Назначена правительственная комиссия по расследованию причин аварии. Председатель — Стеблюк Опанас Юрьевич, заместитель председателя Совета Министров Украины; члены: Окатов Дмитрий Дмитриевич, председатель Комитета Госгортехнадзора…»
— Главное — вот… — указал Богаткин.
«Товарищи Стеблюк, Окатов вылетают из Киева рейсом № 96. Обеспечьте встречу, размещение гостинице.
Заместитель министра С. Козюренко».
Колыбенко прочитал конец телетайпограммы, вернулся к ее началу и стал переписывать состав комиссии в блокнот.

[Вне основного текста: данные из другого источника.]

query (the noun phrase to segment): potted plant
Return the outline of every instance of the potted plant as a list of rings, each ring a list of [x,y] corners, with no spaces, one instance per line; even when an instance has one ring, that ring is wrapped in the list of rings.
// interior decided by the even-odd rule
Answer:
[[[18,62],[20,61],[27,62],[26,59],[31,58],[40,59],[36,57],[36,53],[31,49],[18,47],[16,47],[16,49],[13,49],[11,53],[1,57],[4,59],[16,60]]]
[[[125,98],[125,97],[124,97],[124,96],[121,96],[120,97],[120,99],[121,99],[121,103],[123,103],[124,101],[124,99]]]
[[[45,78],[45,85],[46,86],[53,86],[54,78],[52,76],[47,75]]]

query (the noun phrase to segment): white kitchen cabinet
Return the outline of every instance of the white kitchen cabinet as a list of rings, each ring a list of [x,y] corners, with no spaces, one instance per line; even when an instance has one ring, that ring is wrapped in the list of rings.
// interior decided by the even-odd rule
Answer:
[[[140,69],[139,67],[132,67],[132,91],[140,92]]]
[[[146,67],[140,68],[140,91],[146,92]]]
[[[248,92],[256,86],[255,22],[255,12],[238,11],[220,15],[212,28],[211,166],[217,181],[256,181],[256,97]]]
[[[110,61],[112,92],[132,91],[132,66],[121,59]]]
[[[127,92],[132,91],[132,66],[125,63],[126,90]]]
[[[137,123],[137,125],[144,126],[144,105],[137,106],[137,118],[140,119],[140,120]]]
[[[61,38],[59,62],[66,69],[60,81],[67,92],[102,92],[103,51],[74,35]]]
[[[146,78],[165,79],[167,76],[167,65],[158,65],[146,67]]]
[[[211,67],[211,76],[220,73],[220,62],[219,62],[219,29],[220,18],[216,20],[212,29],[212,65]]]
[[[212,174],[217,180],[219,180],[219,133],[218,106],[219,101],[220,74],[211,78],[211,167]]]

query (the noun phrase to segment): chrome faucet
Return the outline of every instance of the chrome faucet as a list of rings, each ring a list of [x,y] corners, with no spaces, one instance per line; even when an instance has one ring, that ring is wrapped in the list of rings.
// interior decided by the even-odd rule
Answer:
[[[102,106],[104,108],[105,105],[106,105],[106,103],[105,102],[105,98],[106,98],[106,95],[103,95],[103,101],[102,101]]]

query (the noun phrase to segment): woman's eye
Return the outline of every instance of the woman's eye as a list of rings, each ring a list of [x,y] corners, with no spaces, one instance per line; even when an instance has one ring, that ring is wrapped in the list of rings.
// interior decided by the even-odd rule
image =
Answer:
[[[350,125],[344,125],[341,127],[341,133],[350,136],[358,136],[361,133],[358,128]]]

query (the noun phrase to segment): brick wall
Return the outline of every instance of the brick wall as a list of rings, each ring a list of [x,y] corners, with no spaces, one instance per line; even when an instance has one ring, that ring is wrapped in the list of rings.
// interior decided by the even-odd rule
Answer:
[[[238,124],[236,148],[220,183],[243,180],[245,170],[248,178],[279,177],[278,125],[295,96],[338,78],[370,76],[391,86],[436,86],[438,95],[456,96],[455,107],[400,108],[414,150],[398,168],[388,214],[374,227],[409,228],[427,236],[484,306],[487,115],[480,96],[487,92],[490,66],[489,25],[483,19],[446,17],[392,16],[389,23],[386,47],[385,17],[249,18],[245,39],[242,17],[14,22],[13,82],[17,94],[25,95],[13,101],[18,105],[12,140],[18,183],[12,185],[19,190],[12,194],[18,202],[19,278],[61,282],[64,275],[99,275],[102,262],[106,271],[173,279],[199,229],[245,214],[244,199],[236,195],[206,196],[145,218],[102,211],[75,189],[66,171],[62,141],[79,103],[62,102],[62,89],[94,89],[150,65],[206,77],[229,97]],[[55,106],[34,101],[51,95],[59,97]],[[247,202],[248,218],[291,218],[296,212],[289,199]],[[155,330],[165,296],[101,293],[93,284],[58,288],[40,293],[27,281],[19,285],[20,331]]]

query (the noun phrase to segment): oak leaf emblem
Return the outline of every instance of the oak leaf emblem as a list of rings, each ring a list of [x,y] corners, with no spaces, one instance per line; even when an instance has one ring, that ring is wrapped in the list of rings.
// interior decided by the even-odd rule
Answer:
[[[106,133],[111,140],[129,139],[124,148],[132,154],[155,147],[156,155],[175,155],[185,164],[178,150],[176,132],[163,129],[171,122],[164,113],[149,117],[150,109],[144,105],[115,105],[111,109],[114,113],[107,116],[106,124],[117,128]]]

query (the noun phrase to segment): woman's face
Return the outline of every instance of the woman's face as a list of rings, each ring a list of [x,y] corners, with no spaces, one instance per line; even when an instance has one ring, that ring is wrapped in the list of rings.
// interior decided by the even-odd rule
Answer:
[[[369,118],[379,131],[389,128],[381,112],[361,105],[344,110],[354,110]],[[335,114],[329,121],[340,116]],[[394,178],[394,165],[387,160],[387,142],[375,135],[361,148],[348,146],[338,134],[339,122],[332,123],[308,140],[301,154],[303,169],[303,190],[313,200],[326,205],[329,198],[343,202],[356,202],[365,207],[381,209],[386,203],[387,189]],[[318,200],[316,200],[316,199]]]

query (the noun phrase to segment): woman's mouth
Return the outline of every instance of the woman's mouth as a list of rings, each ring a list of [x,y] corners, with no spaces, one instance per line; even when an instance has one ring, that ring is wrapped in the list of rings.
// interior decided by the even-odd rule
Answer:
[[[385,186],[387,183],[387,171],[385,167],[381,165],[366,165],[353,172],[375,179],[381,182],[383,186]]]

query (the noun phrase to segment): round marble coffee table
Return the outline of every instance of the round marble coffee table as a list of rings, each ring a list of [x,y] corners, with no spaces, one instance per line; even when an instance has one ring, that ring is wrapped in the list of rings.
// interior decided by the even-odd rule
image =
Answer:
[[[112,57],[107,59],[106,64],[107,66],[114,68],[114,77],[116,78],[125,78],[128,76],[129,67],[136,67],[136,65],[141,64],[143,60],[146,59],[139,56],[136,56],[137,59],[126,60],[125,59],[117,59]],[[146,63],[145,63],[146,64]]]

— Надо бы на аэродром мне поехать, — ненавязчиво напомнил о себе Богаткин. — Разрешишь?
— Надо, — согласился Колыбенко.
— Советую на всякий случай хорошенько познакомиться… — Богаткин передал Колыбенко личные карточки пострадавших. — Комиссия непременно поинтересуется…
Колыбенко положил карточки перед собой, собираясь заняться ими, как только уйдет Богаткин, но сразу после Богаткина вошел начальник «Гарного».
Колыбенко и Авилин были однокашниками и неразлучными друзьями. Потом оба влюбились в Ксению и стали избегать друг друга. А Ксеня растерялась, никак не могла решить: кого из них предпочесть? Если бы подруга, с которой Ксеня жила в одной комнате в общежитии, не оказалась более решительной, чем она, — видимо, остановилась бы на Авилине: его и Ксеню роднила любовь к музыке. Он играл на рояле и скрипке, хорошо пел.
После женитьбы Авилина Колыбенко, как-то незаметно для себя, помирился с ним. При распределении они добились, чтобы их направили в один комбинат, а в комбинате — попросили послать на одну шахту. Но им отказали, мест не было. Работали на соседних шахтах. Колыбенко хотя и не так часто, но бывал у Авилиных, а когда к нему приехала Ксеня — стали дружить и семьями. На семейных вечеринках Ксеня и Авилин играли в четыре руки. Она находила, что пальцы Авилина стали виртуознее, чем в студенческие годы. А вот с работой у него не заладилось — без конца перебрасывали с шахты на шахту: то ставили начальником участка, то снова переводили в помощники. Потом понизили до горного мастера, и он окончательно опустил крылья.